Essa descrição da ilha é o primeiro contato que o leitor tem com a narrativa e com a
história de Érika. É também por meio dessa paisagem que a narradora encontra a sua
motivação para falar, compondo as suas gravações. Ela deseja transmitir a Alex toda a sua
experiência na ilha, gravando os sons dessa paisagem, para que ele compartilhe o que ela
sente, mesmo não estando presente. A ilha serve como motivação para a narradora começar
com as suas gravações: é sempre por meio da necessidade de descrever essa paisagem para
Alex, o seu destinatário, que Érika começa a falar.
“No início da trilha apenas um casal, ingleses, imagino, eles me olharam com
piedade por me verem sozinha, as pessoas não costumam andar sozinhas por
aí. Não é de bom-tom, diria Karen. Lembra que a gente costumava pegar no
pé dela por causa dessa frase, não é de bom-tom. A verdade é que quase nada
é de bom-tom, não é de bom-tom subir montanhas sozinha, não é de bom-tom
ir embora sem se despedir, não é de bom-tom morrer sem avisar, essas coisas.
Nesse trecho, vemos que a narradora começa a sua gravação falando da sua
experiência na ilha, de seu cotidiano e da trilha que ela fez. Semelhante a uma experiência
analítica – questão que abordaremos no próximo capítulo -, para Érika, falar sobre a
paisagem, descrevê-la, falar sobre o que ela faz na ilha pode servir como um desvio, já que ela
não quer começar as suas gravações falando sobre a sua experiência de luto. Torna-se
necessário tentar falar somente sobre o que ela vê e faz. Gravar os sons da ilha pode ajudar
começar a falar sobre Karen e a sua morte, já que Érika não consegue evitar falar desse
assunto. A paisagem da ilha serve, então, como uma motivação para compartilhar com Alex
sobre sua visita a esse local, mas, principalmente, para falar sobre a morte de Karen, fazendo
seu trabalho de luto.
Ainda para Érika, os sons dessa paisagem podem servir como um objeto de arte. Isso
porque, para ela, os sons são elementos que particularizam um lugar; cada cidade, cada bairro
tem sons que o particularizam. A narradora diz a Alex que fará dos sons da ilha um diário e
que ele se transformará, possivelmente, em uma instalação. Conforme veremos no último
capítulo deste trabalho, tal desejo se realiza. Desse modo, o objetivo dela não seria somente
compartilhar a sua experiência nessa ilha com Alex e, sim, com os espectadores de sua
instalação. A descrição da ilha, juntamente com os seus sons, serviria, então, como um meio
de atingir o outro e é isto que a narradora procura problematizar. No romance, a paisagem é o
meio para se chegar ao outro e é a motivação para falar.

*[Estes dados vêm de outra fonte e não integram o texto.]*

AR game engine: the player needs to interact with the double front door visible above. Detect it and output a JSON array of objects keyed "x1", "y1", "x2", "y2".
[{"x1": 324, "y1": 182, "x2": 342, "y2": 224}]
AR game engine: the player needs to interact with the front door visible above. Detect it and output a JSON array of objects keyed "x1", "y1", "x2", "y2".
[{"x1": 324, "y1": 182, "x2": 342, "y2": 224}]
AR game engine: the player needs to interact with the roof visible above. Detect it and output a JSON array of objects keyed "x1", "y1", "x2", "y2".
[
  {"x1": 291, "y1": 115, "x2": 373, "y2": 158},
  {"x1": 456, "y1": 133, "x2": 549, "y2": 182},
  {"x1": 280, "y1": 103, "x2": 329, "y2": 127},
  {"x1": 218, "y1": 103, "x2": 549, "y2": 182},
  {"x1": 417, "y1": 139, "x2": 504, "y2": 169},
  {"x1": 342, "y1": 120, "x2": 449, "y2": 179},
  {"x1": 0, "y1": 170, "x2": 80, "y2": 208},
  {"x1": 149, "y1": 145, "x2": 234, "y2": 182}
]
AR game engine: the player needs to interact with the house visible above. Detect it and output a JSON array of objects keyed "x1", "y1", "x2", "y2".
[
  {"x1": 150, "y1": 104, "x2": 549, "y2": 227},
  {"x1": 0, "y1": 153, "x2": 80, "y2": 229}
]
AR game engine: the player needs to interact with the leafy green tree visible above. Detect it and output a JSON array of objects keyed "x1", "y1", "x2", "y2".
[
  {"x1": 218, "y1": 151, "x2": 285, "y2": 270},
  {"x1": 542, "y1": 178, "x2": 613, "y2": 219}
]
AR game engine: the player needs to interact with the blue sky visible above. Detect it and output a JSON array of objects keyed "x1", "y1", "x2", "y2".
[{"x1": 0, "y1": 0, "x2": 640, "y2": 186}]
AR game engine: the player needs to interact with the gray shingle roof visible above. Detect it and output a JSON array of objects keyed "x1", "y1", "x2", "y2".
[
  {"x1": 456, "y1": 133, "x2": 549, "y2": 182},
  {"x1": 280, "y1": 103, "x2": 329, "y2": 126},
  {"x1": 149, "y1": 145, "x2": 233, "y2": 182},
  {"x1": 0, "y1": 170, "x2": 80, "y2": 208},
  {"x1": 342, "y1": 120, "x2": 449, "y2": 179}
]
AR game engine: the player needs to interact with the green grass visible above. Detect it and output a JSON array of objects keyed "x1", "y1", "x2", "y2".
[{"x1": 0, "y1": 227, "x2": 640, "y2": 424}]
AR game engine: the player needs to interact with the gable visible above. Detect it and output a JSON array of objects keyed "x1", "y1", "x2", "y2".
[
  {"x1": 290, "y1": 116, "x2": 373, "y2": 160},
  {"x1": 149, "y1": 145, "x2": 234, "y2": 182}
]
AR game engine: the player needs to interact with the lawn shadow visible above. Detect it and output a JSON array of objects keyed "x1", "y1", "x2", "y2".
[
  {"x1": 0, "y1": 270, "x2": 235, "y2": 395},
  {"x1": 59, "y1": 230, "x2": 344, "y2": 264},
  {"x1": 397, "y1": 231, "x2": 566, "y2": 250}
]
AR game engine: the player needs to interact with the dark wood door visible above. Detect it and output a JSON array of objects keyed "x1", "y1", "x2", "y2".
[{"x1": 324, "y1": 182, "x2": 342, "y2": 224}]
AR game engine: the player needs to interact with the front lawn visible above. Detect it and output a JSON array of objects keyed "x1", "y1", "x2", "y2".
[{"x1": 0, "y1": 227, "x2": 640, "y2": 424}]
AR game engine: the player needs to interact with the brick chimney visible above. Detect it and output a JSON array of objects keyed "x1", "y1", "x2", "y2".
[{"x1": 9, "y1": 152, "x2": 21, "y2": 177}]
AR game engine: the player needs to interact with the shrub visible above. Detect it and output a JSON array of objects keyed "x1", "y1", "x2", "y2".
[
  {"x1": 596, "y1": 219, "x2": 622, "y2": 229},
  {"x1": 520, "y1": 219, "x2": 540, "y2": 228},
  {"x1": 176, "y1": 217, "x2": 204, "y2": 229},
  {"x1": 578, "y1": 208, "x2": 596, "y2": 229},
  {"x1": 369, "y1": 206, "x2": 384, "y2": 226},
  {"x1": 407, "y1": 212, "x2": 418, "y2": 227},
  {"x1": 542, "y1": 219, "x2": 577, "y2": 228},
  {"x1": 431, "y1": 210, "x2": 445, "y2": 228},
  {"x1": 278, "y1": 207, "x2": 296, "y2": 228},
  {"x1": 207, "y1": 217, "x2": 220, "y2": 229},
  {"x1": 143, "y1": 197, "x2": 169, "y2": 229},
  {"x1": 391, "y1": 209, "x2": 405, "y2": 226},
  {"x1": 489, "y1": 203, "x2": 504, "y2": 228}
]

Além da voz da narradora, a paisagem é descrita por uma outra voz, semelhante a uma
didascália, que é transcrita em itálico. Ela fornece outras informações sobre o lugar e os
ruídos que interrompem as gravações. Esses ruídos são provocados por vários fatores, como o
barulho dos passos de pessoas, das ondas do mar, da música ou da televisão e também a das
emoções de Érika: “Silêncio. O barulho das ondas batendo no rochedo torna-se cada vez
mais alto. Voz muito baixa, inaudível. Pausa. A voz continua, agora num tom mais alto.”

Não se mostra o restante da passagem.